In beiden Studien war die jährliche Rate schwerer Exazerbationen bei Patienten unter Tezepelumab im Vergleich zu Placebo signifikant verringert. Schwere Verschlimmerungen, die die Patienten veranlassten, eine Notaufnahme aufzusuchen, oder die eine Hospitalisierung erforderten, waren in den Studien unter Tezepelumab um 85 sowie 79 Prozent verringert. Die günstigen Effekte waren unabhängig von der Eosinophilenzahl im Blut, den FeNO-Werten sowie vom Allergiestatus (bestimmt anhand von spezifischem IgE für ein ganzjähriges Aeroallergen).
Die Lungenfunktion, gemessen als FEV1-Änderung (forciertes Ausatemvolumen in 1 Sekunde), war ein sekundärer Endpunkt in der Navigator-Studie. In Woche 52 war die Verbesserung des FEV1 (vor Bronchodilatation) unter Tezepelumab signifikant größer als unter Placebo.
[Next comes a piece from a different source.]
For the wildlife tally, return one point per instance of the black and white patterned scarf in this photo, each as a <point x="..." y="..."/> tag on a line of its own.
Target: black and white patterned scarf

Über eine bessere Lebensqualität berichteten die Patienten bereits nach zwei bis vier Wochen in standardisierten Fragebögen.
Laut einer gepoolten Post-hoc-Analyse der beiden Studien sank die jährliche Exazerbationsrate unter Tezepelumab im Vergleich zu Placebo statistisch signifikant um 60 Prozent, meldet der Hersteller. Dies war unabhängig von Biomarkerwerten.